Tatsächlich hat die ADS-Studie eine Reihe konkreter Elemente abgefragt und meist niedrigere Zustimmung gefunden. Mehr eigenständige Bestattungsplätze finden eine gleichhohe Zustimmung (76 %) wie das allgemeine Gleichberechtigungsziel. Gut zwei Drittel (jeweils 69 Prozent) sprechen sich dafür aus, häufiger als bisher Religionsunterricht an Schulen für Angehörige kleinerer Religionsgemeinschaften anzubieten und Essenvorschriften nicht-christlicher Konfessionen etwa in den Kantinen von Unternehmen zu beachten. „Das sind die Bereiche, in denen sich der Mainstream nicht gestört fühlt“, kommentiert Stuber. Tatsächlich finden andere Maßnahmen keine mehrheitliche Zustimmung. So sind weniger als die Hälfte der Befragten (48 Prozent) dafür, dass in Deutschland der Bau religiöser Gebäude und Gebetsräume für nicht-christliche Religionsgemeinschaften erleichtert wird. Dass Angehörige religiöser Minderheiten an wichtigen Feiertagen ihrer Religion arbeitsfrei bekommen können, unterstützen nur rund vier von zehn Befragten (42 Prozent).

Zum Thema religiöser Symbole an öffentlichen Schulen zeigt sich ein gespaltenes Bild. Jeweils eine knappe Minderheit spricht sich dafür aus, dass muslimische Lehrerinnen mit Kopftuch (42 vs. 57 Prozent) oder christliche LehrerInnen in Amtstracht (44 vs. 56 Prozent) unterrichten können sollten. Die Kippa findet ein klein wenig mehr Zuspruch, aber ebenfalls keine Mehrheit (47 vs. 52 Prozent). „Kopftuchverbote für Bewerberinnen verstoßen gegen das Allgemeine Gleichbehandlungsgesetz – und behindern letztlich Integration“, meint dazu auch die Leiterin der ADS, Christine Lüders. Dies ist bewusst vorsichtig formuliert, denn der Schutz vor Diskriminierung aufgrund der Religion und Weltanschauung kann begrenzt und gegen andere Interessen abgewogen werden.

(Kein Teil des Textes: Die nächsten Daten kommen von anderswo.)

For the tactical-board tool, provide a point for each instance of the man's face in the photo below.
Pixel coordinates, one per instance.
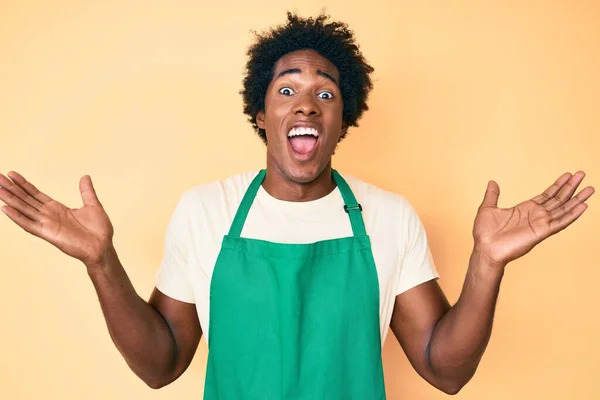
(303, 116)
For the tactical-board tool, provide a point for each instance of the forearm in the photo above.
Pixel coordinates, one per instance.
(461, 336)
(138, 330)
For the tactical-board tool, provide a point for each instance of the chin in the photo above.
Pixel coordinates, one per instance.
(303, 174)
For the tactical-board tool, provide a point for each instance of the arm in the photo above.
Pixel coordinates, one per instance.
(157, 339)
(445, 344)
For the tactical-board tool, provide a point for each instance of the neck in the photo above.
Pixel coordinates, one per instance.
(283, 188)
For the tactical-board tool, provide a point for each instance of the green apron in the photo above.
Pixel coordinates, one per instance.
(295, 321)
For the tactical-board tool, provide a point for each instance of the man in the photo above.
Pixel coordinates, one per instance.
(296, 272)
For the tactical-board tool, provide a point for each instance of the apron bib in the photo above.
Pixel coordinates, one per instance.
(295, 321)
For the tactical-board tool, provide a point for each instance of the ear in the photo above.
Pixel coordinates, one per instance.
(260, 119)
(343, 132)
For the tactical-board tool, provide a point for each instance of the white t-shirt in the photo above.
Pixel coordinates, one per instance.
(205, 212)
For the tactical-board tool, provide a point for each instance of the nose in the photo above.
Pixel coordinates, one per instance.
(307, 105)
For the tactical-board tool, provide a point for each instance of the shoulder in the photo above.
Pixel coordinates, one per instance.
(227, 190)
(375, 197)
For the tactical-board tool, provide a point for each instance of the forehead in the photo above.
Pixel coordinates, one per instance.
(307, 61)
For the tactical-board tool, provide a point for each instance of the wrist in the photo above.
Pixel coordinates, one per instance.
(482, 267)
(104, 262)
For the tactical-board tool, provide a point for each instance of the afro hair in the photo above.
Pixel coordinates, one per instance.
(332, 40)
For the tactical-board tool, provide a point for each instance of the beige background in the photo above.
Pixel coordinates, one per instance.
(143, 95)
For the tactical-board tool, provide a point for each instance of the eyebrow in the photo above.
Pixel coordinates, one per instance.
(299, 71)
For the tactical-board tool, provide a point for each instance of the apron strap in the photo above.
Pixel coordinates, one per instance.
(351, 206)
(242, 212)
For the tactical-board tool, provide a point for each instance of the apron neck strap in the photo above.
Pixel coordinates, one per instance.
(351, 206)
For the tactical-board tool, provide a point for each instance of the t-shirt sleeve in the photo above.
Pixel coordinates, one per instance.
(416, 264)
(172, 278)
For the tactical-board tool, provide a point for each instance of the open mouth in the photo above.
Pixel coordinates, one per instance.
(303, 141)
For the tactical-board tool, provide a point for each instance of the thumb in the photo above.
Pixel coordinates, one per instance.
(88, 194)
(491, 195)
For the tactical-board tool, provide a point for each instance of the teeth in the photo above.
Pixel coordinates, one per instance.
(303, 131)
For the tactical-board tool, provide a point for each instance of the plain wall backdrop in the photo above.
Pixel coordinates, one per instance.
(143, 96)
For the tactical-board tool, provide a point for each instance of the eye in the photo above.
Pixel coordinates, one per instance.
(286, 91)
(325, 95)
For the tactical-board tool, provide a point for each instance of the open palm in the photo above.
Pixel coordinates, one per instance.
(505, 234)
(83, 233)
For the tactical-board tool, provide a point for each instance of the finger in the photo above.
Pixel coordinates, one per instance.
(21, 220)
(14, 190)
(561, 223)
(19, 205)
(491, 195)
(28, 187)
(88, 193)
(552, 190)
(565, 193)
(581, 197)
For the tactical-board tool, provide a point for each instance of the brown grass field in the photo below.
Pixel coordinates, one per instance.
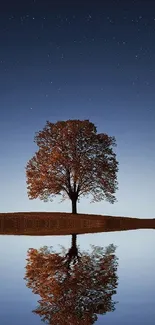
(59, 223)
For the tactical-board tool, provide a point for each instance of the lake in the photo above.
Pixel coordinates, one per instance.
(95, 278)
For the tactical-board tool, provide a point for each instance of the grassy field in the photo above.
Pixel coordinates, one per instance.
(59, 223)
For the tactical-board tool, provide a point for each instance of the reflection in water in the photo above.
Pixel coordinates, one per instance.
(74, 287)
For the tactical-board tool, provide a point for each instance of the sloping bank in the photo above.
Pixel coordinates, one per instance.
(58, 223)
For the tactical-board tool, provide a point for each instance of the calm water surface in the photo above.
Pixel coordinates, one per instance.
(129, 293)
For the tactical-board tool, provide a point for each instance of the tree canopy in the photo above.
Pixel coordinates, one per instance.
(74, 292)
(73, 160)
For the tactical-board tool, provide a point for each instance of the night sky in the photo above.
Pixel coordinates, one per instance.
(79, 61)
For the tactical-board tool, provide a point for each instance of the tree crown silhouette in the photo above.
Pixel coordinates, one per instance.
(73, 160)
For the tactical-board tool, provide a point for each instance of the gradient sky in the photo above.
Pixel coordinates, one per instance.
(64, 61)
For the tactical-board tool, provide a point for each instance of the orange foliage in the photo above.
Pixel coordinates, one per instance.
(72, 160)
(72, 295)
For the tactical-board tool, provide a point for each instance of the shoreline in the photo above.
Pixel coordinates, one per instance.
(63, 223)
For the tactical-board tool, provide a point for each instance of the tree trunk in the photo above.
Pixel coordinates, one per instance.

So haben Gerichte bereits entschieden, dass der Glaube keine Rechtfertigung für die Benachteiligung von Schwulen oder Lesben ist. Aktuell verhandelt der EUGH die Entlassung einer belgischen Muslima, die als Rezeptionistin begann, auch am Arbeitsplatz Kopftuch zu tragen. Der Arbeitgeber sah hierin ein Verstoß gegen die Anforderung nach religiös und weltanschaulich neutralem Auftreten, das für alle Beschäftigten gleichermaßen gälte. Die Generalanwältin des Europäischen Gerichtshofs hat dies bei der jüngsten Verhandlung für zulässig gehalten. Andererseits möchte die EU den nationalen Gerichten keine allzu engen Vorgaben auferlegen. Es wird daher erwartet, dass Urteil, das in einigen Monaten erwartet wird, Interpretationsspielräume lassen wird. „Damit würden mehr ausgrenzende Regelungen begünstigt“, sorgt sich Stuber. Denn nachvollziehbare Gründe lassen sich leicht konstruieren und Kundenbeschwerden können im aktuellen Klima leicht provoziert werden.

Auch die ADS Studie zeigt, dass das Klima nicht so positiv ist, wie die allgemeinen Zahlen vermuten lassen. Die Hälfte der Befragten befürchtet, dass die stärker werdende religiöse Vielfalt infolge des Zuzugs von Geflüchteten zu Konflikten in der Gesellschaft führen könnte. Andererseits sieht ein Drittel der Befragten (33 Prozent) darin eher eine Bereicherung für die Gesellschaft. Weitere 15 Prozent wertet dies sowohl als Bereicherung als auch als potenzielle Konfliktursache. Dass hiermit vor allem Unwohlsein in Richtung Islam verbunden ist, zeigen die Zahlen, die für andere Religionsgemeinschaften positiver ausfallen: Einerseits gibt eine Mehrheit (64 Prozent) an, positiv von Menschen muslimischen Glaubens zu denken. Andererseits sagt immerhin ein Drittel der Befragten ein eher (25 Prozent) oder sogar sehr negatives Bild (8 Prozent) zu haben.

Sorgfältigere Medienberichte und klarerer Integrationssignale – wie z. B. die Anerkennung des Kopftuches und hohe Anforderungen an ein Verbot – können hier wichtige Elemente sein, die noch fehlen.